Basil Briguglio et al., Respondents, v RCP Associates, Doing Business as Rockefeller Group, Respondent, and Westinghouse Elevator Company, Inc., Appellant.
   In an action, inter alia, to recover damages for personal injuries, etc., the defendant Westinghouse Elevator Company, Inc., appeals, as limited by its brief, from so much of an order of the Supreme Court, Nassau County (Roncallo, J.), entered November 15, 1989, as denied its motion for a protective order pursuant to CPLR 3103 pertaining to various disclosure requests.

Ordered that the order is modified by deleting the provision thereof which denied that branch of the appellant’s motion which was for a protective order precluding the plaintiffs and the codefendant RCP Associates from obtaining certain personnel files, and substituting therefor a provision granting that branch of the motion; as so modified, the order is affirmed insofar as appealed from, with costs to the appellant payable by the defendant-respondent.

The appellant seeks to have this court overturn the Supreme Court’s denial of its motion for a protective order relating to the demands for production of various items made by the plaintiffs and the codefendant RCP Associates. We agree with the appellant that under the circumstances presented there was no adequate basis to justify the granting of the request for the personnel files of three of its employees (see, Stevens v Metropolitan Suburban Bus Auth., 117 AD2d 733). However, we find that the material requested in the remainder of the demands at issue was within the scope of CPLR 3101 (a) and, hence, properly discoverable (see, Allen v Crowell-Collier Publ. Co., 21 NY2d 403, 406-407; AGH Distribs. v Silvertone Fasteners, 105 AD2d 648, 650).
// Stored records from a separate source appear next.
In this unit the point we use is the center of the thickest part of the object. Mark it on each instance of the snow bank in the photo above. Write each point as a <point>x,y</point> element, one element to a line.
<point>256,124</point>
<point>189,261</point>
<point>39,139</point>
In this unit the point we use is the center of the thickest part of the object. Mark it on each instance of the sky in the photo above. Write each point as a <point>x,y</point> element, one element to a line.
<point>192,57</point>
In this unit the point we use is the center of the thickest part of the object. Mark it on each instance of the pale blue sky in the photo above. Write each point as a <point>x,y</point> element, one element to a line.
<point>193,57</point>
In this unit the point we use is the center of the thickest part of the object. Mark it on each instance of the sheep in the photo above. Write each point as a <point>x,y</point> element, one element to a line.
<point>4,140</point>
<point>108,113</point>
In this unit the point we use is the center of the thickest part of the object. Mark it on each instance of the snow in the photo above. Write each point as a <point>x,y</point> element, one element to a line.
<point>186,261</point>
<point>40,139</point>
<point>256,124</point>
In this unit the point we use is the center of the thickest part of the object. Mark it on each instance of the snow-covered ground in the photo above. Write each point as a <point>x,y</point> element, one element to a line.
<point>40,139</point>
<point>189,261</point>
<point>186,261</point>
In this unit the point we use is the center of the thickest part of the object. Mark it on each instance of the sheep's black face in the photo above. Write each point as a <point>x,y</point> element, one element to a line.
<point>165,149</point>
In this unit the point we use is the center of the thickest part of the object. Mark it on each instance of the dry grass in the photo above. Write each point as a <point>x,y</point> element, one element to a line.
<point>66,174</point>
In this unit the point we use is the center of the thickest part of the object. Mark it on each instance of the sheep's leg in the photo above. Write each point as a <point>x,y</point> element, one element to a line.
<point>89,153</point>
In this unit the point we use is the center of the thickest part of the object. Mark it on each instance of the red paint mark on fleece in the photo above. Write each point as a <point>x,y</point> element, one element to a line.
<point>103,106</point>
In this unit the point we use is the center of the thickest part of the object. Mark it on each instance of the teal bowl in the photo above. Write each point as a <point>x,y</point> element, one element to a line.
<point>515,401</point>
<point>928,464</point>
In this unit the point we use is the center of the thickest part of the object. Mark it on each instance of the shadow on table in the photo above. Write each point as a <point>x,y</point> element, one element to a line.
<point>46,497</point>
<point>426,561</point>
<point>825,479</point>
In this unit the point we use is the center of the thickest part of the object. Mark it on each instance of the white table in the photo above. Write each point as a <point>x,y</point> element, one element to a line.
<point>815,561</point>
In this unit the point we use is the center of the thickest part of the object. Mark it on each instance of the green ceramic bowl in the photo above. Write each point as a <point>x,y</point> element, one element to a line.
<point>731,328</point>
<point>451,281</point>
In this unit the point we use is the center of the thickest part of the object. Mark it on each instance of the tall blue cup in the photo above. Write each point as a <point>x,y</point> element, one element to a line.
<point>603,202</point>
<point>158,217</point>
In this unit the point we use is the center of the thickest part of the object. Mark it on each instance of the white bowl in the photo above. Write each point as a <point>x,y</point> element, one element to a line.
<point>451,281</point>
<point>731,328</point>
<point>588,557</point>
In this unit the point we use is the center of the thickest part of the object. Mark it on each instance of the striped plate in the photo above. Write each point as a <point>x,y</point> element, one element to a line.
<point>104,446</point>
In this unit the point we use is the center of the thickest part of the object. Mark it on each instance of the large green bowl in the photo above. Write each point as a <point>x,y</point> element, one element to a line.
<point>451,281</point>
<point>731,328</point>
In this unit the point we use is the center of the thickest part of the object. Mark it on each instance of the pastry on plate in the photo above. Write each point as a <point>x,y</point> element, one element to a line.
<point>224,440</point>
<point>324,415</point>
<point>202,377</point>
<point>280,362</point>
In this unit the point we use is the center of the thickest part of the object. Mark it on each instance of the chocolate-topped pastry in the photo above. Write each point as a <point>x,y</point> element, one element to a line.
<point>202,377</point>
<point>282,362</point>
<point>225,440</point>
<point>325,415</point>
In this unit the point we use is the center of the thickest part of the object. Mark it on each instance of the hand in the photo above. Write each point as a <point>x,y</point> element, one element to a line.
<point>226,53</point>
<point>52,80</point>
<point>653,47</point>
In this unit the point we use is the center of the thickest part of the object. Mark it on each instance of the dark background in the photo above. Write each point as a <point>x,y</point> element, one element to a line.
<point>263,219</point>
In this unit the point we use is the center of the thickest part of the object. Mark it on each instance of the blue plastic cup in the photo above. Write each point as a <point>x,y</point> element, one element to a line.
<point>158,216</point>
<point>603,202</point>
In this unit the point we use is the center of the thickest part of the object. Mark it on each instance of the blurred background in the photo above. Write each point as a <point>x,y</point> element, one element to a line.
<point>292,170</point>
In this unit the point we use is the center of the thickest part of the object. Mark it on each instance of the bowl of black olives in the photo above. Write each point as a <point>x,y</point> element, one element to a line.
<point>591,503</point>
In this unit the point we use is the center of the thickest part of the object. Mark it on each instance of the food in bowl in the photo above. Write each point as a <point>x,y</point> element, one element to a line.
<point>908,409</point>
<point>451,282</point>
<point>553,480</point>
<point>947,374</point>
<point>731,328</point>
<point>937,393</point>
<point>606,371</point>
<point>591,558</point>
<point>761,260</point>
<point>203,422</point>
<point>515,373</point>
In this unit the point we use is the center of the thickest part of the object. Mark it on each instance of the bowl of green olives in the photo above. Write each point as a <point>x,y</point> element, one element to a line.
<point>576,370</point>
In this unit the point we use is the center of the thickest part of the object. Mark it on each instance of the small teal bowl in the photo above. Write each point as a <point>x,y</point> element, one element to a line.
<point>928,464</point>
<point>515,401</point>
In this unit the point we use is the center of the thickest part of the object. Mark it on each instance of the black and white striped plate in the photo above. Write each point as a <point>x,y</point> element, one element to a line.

Accordingly, the denial of so much of the motion for a protective order as relates to those remaining demands was not an improvident exercise of discretion.

We have reviewed the appellant’s remaining contentions and find them to be unpreserved for appellate review, and, in any event, without merit. Thompson, J. P., Kunzeman, Eiber, Rosenblatt and Ritter, JJ., concur.